There has been no specific, persuasive evidence shared publicly about the extent of Putin's role or knowledge of the hackings. That lack of proof undercuts Democrats' strategy to portray Putin's involvement as irrefutable evidence of a directed Russian government plot to undermine America's democratic system.
But the White House pointed to a U.S. intelligence assessment released publicly in October that asserted "only Russia's senior-most officials could have authorized these activities." And Obama's deputy national security adviser, Ben Rhodes, connected the dots further, saying Thursday Putin was responsible for the Russian government's actions.
"I don't think things happen in the Russian government of this consequence without Vladimir Putin knowing about it," he told MSNBC.
Trump has been under increasing pressure from both parties to acknowledge Russia's actions, despite his insistence that he doesn't believe Moscow was meddling. Trump has rejected the CIA's assessment that Russia's aim was to help him win and argued on Twitter that "these are the same people that said Saddam Hussein had weapons of mass destruction."
The head of the Senate Intelligence Committee, Republican Sen. Richard Burr, defended the U.S. intelligence community in a statement Friday pushing back on the notion that the CIA was trying to undermine Trump for political reasons. Burr said intelligence officials "come from all walks of life and hold views across the political spectrum."
"We would all do well to remember the sacrifices they make on our behalf and keep in mind that what we do with the intelligence they provide is up to us," Burr said.
Yet Trump appeared undeterred, mockingly asking in a Twitter post "are we talking about the same cyberattack" in which embarrassing information about the Democratic National Committee was also revealed. His tweet invoked emails stolen from Hillary Clinton's campaign chairman and later released publicly in hacking that has been linked to Russia.
In the NPR interview, Obama sought to contrast the current incident with "a traditional understanding that everybody's trying to gather intelligence on everybody else."
"One of the things we're going to have to do over the next decade," he said, is find an international understanding on rules involving what has become "a new game." Obama said that U.S. officials should not let "the inter-family argument between Americans" obscure the need for people to "stand together" on this issue.
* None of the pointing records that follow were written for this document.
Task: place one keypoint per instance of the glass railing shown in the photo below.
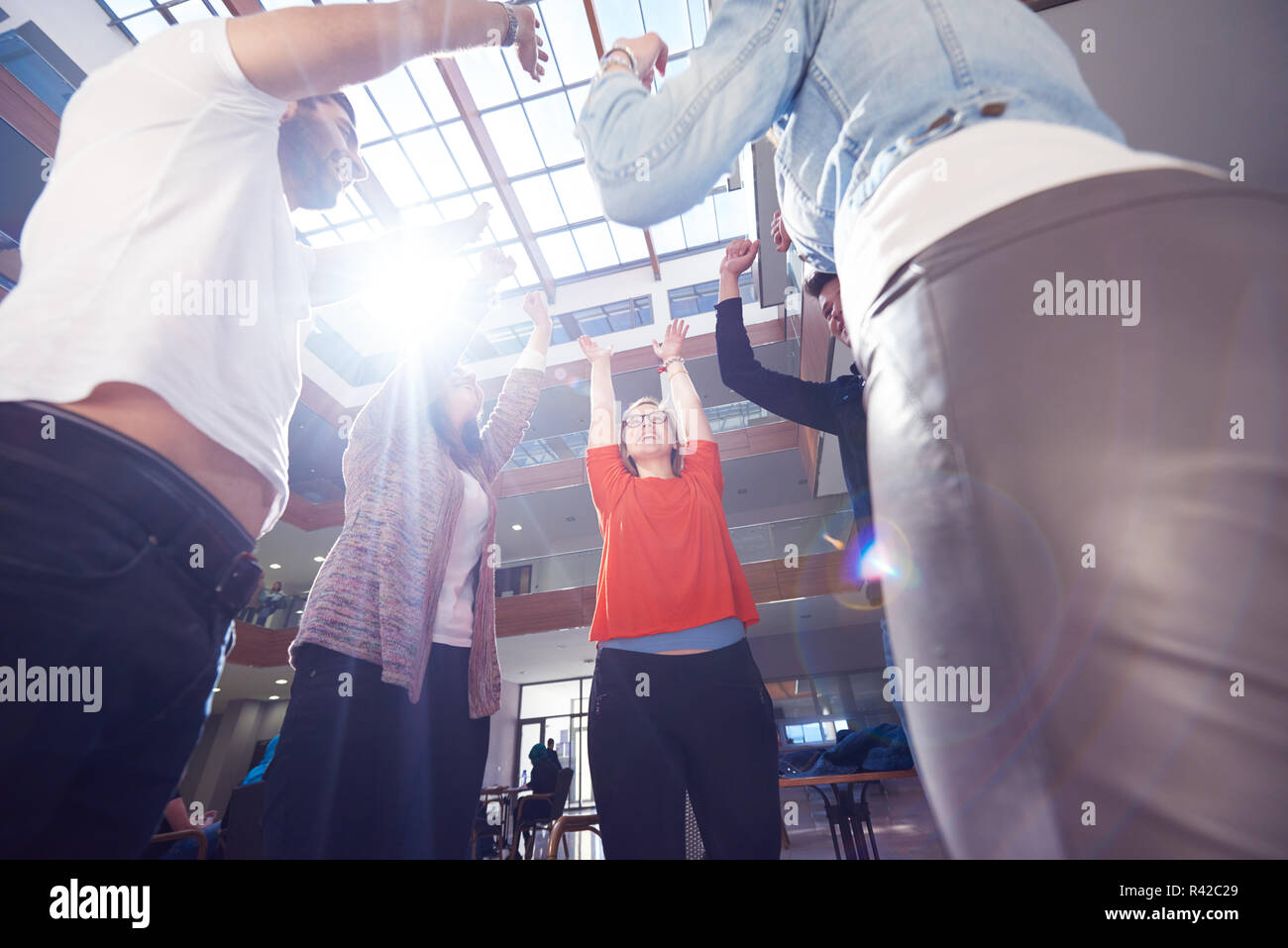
(559, 447)
(754, 543)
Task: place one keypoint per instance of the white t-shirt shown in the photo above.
(454, 622)
(161, 252)
(962, 178)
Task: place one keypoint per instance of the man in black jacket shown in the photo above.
(833, 407)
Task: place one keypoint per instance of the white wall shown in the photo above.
(505, 728)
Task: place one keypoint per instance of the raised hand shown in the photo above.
(673, 342)
(778, 231)
(528, 44)
(494, 265)
(535, 305)
(739, 256)
(597, 355)
(649, 55)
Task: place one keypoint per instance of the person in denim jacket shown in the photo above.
(1072, 356)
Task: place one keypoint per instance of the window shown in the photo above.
(513, 581)
(700, 298)
(595, 321)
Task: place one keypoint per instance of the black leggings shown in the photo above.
(661, 725)
(370, 775)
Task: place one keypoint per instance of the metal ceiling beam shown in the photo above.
(244, 8)
(464, 101)
(592, 20)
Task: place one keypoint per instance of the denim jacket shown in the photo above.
(853, 86)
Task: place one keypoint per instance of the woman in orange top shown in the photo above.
(678, 704)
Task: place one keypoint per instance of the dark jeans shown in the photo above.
(369, 775)
(704, 725)
(95, 574)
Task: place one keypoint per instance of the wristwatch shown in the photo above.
(622, 56)
(513, 31)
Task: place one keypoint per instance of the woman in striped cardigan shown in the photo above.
(395, 674)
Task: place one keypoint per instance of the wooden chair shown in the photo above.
(571, 823)
(558, 800)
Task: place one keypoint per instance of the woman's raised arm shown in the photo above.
(603, 401)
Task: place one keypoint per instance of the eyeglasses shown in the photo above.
(656, 417)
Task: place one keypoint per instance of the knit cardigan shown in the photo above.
(376, 594)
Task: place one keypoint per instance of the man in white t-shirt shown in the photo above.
(149, 369)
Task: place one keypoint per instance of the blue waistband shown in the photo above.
(725, 631)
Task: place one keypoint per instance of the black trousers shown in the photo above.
(362, 773)
(108, 561)
(661, 725)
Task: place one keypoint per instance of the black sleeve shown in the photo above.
(805, 402)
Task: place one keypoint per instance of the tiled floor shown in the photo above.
(900, 811)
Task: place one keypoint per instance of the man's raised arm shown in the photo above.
(301, 52)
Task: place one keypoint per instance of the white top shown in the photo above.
(964, 176)
(161, 252)
(454, 622)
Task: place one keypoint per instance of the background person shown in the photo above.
(1051, 471)
(835, 407)
(678, 704)
(403, 607)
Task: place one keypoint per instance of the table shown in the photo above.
(844, 813)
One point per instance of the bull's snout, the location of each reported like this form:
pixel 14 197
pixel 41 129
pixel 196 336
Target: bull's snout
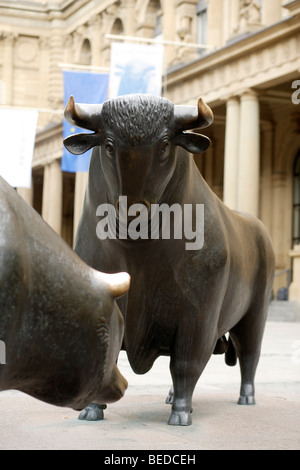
pixel 130 208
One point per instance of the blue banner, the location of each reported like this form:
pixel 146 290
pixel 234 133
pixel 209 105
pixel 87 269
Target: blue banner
pixel 86 87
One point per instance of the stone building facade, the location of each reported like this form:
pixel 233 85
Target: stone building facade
pixel 246 67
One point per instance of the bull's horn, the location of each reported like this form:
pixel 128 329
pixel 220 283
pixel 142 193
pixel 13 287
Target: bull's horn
pixel 193 117
pixel 118 284
pixel 82 115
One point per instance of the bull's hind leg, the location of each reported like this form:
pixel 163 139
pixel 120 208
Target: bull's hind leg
pixel 247 338
pixel 188 361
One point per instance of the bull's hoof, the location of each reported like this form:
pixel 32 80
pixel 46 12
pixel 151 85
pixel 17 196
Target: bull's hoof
pixel 246 400
pixel 180 418
pixel 92 412
pixel 170 397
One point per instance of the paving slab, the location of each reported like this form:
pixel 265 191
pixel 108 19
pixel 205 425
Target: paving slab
pixel 139 420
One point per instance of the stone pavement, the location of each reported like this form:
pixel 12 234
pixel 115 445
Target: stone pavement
pixel 139 420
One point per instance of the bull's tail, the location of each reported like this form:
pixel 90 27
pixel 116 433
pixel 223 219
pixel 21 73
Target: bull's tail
pixel 226 346
pixel 230 354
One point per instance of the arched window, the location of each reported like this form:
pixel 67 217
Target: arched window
pixel 296 200
pixel 117 27
pixel 85 53
pixel 201 11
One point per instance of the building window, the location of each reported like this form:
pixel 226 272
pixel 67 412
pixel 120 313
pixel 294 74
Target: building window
pixel 85 53
pixel 201 11
pixel 296 201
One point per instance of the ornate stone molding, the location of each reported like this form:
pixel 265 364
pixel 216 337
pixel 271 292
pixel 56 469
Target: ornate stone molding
pixel 48 146
pixel 246 64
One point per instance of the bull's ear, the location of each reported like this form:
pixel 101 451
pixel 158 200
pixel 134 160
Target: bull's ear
pixel 80 143
pixel 192 142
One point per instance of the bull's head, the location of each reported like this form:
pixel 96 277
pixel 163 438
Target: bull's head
pixel 138 135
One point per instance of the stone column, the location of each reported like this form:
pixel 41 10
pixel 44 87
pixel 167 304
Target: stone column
pixel 80 185
pixel 249 154
pixel 52 195
pixel 8 59
pixel 266 193
pixel 26 194
pixel 294 288
pixel 55 57
pixel 168 21
pixel 215 20
pixel 231 152
pixel 271 11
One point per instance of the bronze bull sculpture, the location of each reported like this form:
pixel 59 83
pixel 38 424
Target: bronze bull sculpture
pixel 184 299
pixel 59 322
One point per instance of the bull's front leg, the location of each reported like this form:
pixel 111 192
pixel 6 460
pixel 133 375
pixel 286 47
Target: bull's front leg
pixel 187 364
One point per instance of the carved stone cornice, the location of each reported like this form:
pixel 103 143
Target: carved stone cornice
pixel 248 63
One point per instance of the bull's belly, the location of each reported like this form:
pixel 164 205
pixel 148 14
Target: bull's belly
pixel 147 336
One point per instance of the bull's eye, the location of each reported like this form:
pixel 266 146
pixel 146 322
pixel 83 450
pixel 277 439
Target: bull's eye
pixel 164 150
pixel 109 147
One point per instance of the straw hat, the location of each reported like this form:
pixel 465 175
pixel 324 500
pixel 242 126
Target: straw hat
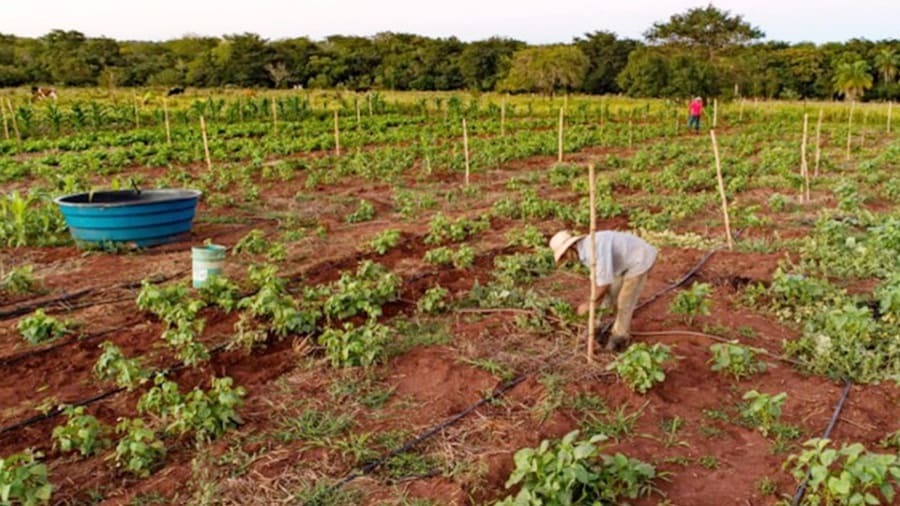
pixel 561 242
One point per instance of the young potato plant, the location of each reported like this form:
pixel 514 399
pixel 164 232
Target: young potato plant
pixel 23 480
pixel 692 302
pixel 849 475
pixel 641 366
pixel 461 258
pixel 763 410
pixel 384 241
pixel 112 365
pixel 353 346
pixel 40 328
pixel 365 211
pixel 19 281
pixel 433 301
pixel 366 291
pixel 81 432
pixel 575 472
pixel 139 449
pixel 736 360
pixel 207 414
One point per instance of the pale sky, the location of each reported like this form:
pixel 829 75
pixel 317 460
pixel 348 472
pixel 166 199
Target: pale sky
pixel 529 20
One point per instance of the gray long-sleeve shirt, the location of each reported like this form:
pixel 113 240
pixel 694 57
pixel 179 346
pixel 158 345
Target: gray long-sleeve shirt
pixel 618 254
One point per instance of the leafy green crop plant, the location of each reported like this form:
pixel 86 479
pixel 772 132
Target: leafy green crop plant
pixel 575 472
pixel 849 475
pixel 641 366
pixel 23 479
pixel 81 432
pixel 736 360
"My view is that this is not a partisan issue," the president said, exhorting people to "take it out of election season and move it into governing season."
The explosive accusation suggests Putin, the leader of perhaps America's greatest geopolitical foe, directly undermined U.S. democracy. U.S. officials have not contended, however, that Trump would have been defeated by Clinton on Nov. 8 if not for Russia's assistance. Nor has there has been any indication of tampering with the vote-counting.